Eager to leave our soulless city hotel, we sprang out of bed early and were on the road before 8 a.m. We were also motivated by the fact that we had a long walk ahead—around 35 km—and knew enough not to want to be out past dinnertime.
We were rewarded for our efforts with our nicest hiking day yet. It took some time to get out of Nürnberg, which sprawls out like any American city. This morning it was also hidden under a mass of fog; we couldn’t even see the top of the smokestacks. But by the time we reached the countryside the fog had lifted and we enjoyed a sky full of big fluffy clouds but not a drop of rain in sight, and enough sunshine to warm us up and let us get out of our secondary uniform of long johns and windbreakers.
The towns we passed through were particularly tiny, though prosperous, and all but one lacked any store. The one store we found wasn’t open—the family was still on vacation. About lunchtime this became a bit of a crisis since we had mainly snack food on us and were feeling the need for proper nourishment to make it through the second half of the journey. That’s when we discovered that several of the farmers in town operate tiny self-serve markets from their yards: potatoes and eggs (sold here in cartons of 10, not 12) just sit there for the taking, and you drop your payment into a locked cashbox. We made some change from a nice busdriver and bought 5 farm eggs with little bits of feathers still sticking to them. A little farther on we sat down in a freshly mown field (is there anything more intoxicating than that smell?) and cooked some scrambled eggs for lunch. It was heavenly.

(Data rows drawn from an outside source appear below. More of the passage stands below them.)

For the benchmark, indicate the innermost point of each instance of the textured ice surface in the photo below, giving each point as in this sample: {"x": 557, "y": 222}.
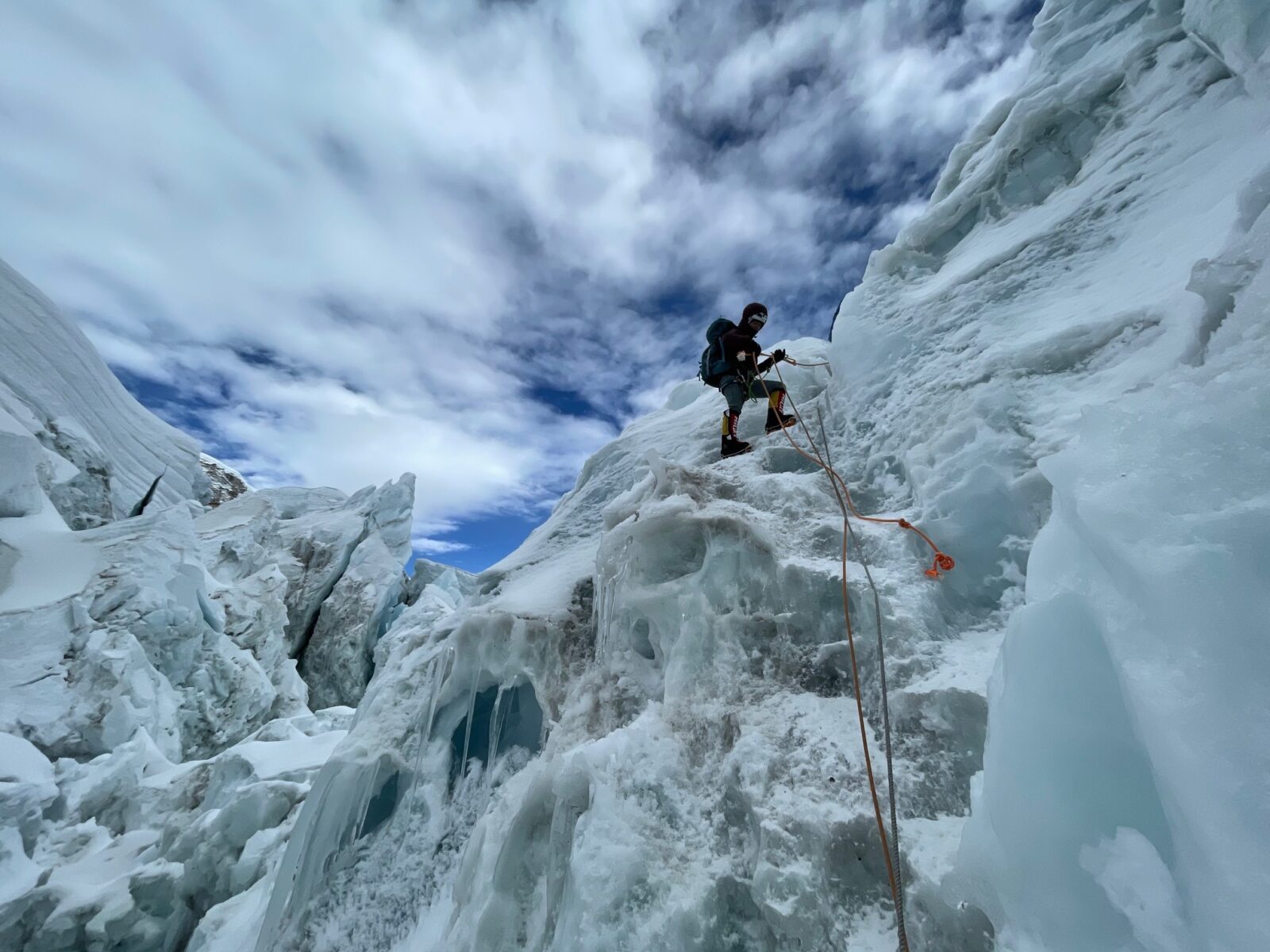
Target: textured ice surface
{"x": 102, "y": 448}
{"x": 156, "y": 742}
{"x": 1047, "y": 355}
{"x": 637, "y": 731}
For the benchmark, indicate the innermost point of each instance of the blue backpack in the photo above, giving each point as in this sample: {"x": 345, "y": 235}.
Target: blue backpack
{"x": 714, "y": 365}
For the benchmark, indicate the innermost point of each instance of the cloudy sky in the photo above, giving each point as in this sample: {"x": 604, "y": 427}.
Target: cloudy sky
{"x": 340, "y": 240}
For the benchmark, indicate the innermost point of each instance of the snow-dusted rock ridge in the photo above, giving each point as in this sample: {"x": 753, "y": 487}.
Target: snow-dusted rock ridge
{"x": 637, "y": 734}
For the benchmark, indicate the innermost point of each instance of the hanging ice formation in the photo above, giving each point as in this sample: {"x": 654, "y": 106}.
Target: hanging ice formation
{"x": 637, "y": 731}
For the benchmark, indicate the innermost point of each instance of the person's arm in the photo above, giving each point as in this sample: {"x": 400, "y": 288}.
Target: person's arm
{"x": 765, "y": 366}
{"x": 734, "y": 344}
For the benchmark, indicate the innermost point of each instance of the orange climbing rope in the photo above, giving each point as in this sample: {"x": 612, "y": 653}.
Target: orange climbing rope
{"x": 941, "y": 562}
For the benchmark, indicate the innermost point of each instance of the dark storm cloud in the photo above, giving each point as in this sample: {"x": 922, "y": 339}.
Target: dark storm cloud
{"x": 465, "y": 239}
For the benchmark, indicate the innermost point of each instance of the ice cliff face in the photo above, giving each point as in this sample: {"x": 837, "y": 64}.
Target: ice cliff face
{"x": 156, "y": 735}
{"x": 98, "y": 448}
{"x": 637, "y": 734}
{"x": 637, "y": 731}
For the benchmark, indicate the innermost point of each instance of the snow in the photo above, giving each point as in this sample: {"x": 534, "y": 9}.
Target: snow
{"x": 156, "y": 736}
{"x": 637, "y": 731}
{"x": 54, "y": 382}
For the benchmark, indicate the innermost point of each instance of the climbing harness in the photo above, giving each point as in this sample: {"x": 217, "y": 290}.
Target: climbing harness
{"x": 943, "y": 562}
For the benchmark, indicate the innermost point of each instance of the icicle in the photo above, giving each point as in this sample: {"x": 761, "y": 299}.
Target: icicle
{"x": 495, "y": 729}
{"x": 468, "y": 733}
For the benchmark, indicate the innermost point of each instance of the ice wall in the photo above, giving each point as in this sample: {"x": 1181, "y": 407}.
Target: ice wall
{"x": 103, "y": 450}
{"x": 1081, "y": 317}
{"x": 156, "y": 735}
{"x": 1056, "y": 372}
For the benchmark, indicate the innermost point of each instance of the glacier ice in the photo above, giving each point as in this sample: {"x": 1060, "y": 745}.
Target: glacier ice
{"x": 102, "y": 448}
{"x": 637, "y": 731}
{"x": 156, "y": 733}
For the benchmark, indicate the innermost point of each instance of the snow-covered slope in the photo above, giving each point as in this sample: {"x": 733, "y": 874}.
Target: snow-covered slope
{"x": 638, "y": 733}
{"x": 102, "y": 448}
{"x": 1083, "y": 317}
{"x": 156, "y": 736}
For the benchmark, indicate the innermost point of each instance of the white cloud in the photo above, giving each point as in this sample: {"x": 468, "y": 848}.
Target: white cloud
{"x": 361, "y": 236}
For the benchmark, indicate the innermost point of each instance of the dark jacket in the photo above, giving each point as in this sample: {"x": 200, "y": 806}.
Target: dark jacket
{"x": 738, "y": 346}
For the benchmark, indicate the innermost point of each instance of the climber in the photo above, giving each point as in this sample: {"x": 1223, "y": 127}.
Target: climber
{"x": 741, "y": 353}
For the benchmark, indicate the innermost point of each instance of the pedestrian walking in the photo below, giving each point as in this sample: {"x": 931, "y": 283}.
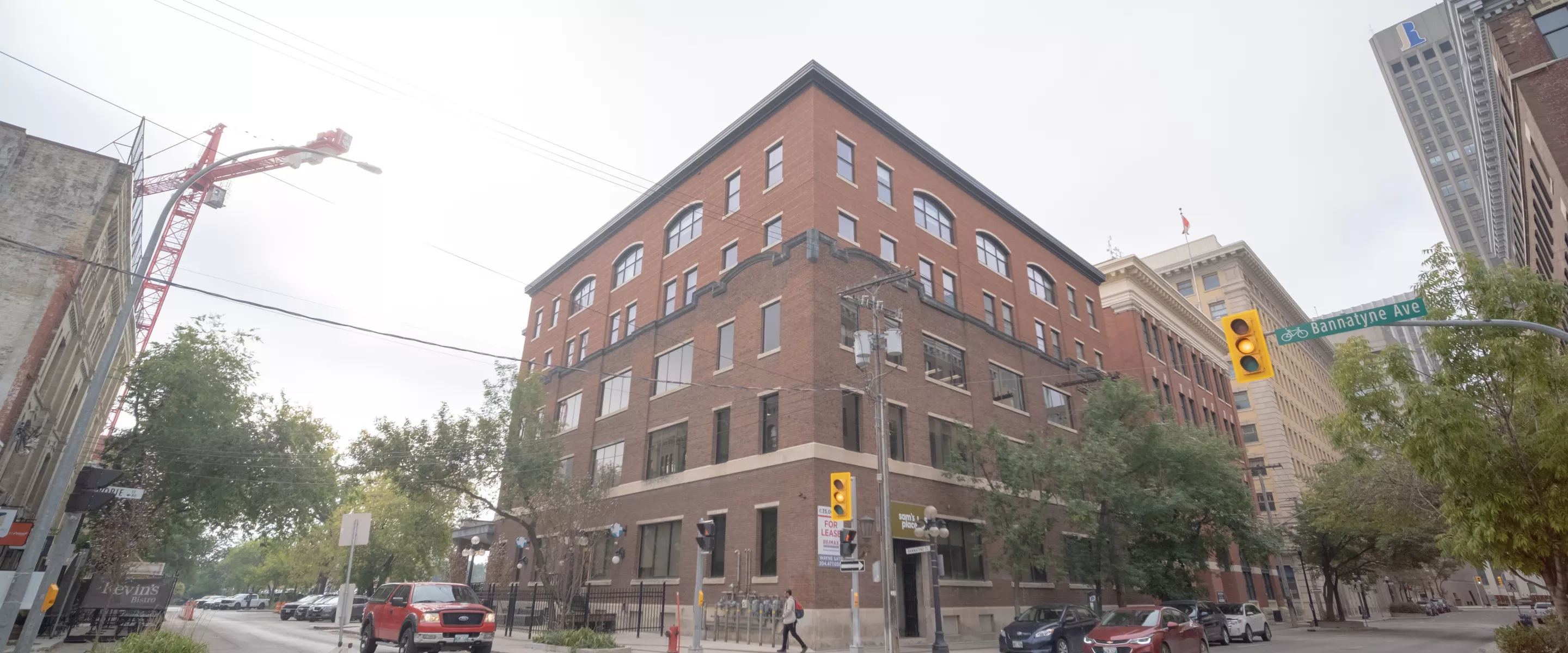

The rest of the day continued as before: fields, brief stints in the forest, miniscule villages (and all of them, without fail, 2 km apart; we suppose 2 km really means “a piece down the road”), gentle warming sun. A kind banker refilled our water bottles and was intrigued to hear about our pilgrimage: that’s one thing you can say for Germans, they always know who Martin Luther is, and they never ever confuse him with Martin Luther King Jr! We did notice that the prominent piety north of Nürnberg had completely vanished: there was not a crucifix or roadside shrine in sight. Maybe somebody out there who knows more about Bavaria can tell us if our suspicion is correct and we have entered into a more Protestant part of the region.
We pushed on the last 3 km of our day’s walk at high speed, trying to get into town before the shops closed at 6 p.m. Alas, it was to no avail, but we ended up having the whole local Greek restaurant all to ourselves with just about the friendliest waiter we’ve ever met, who took compassion on us exhausted and hungry pilgrims.
We’re staying tonight at the Haus Lutherrose in the town of Neuendettelsau—which in the 19th century become the centerpoint of Lutheran diaconal work in Germany as well as mission work abroad, and the home to a community of Lutheran deaconesses, all under the guidance of Wilhelm Löhe, a pastor who eventually also came to America and made a great impact on the development of diaconal work in the U.S. as well. We don’t suppose Luther passed through here, and even if he didn’t it wouldn’t have been much of anything, but it’s because of him that Neuendettelsau has become such an important place.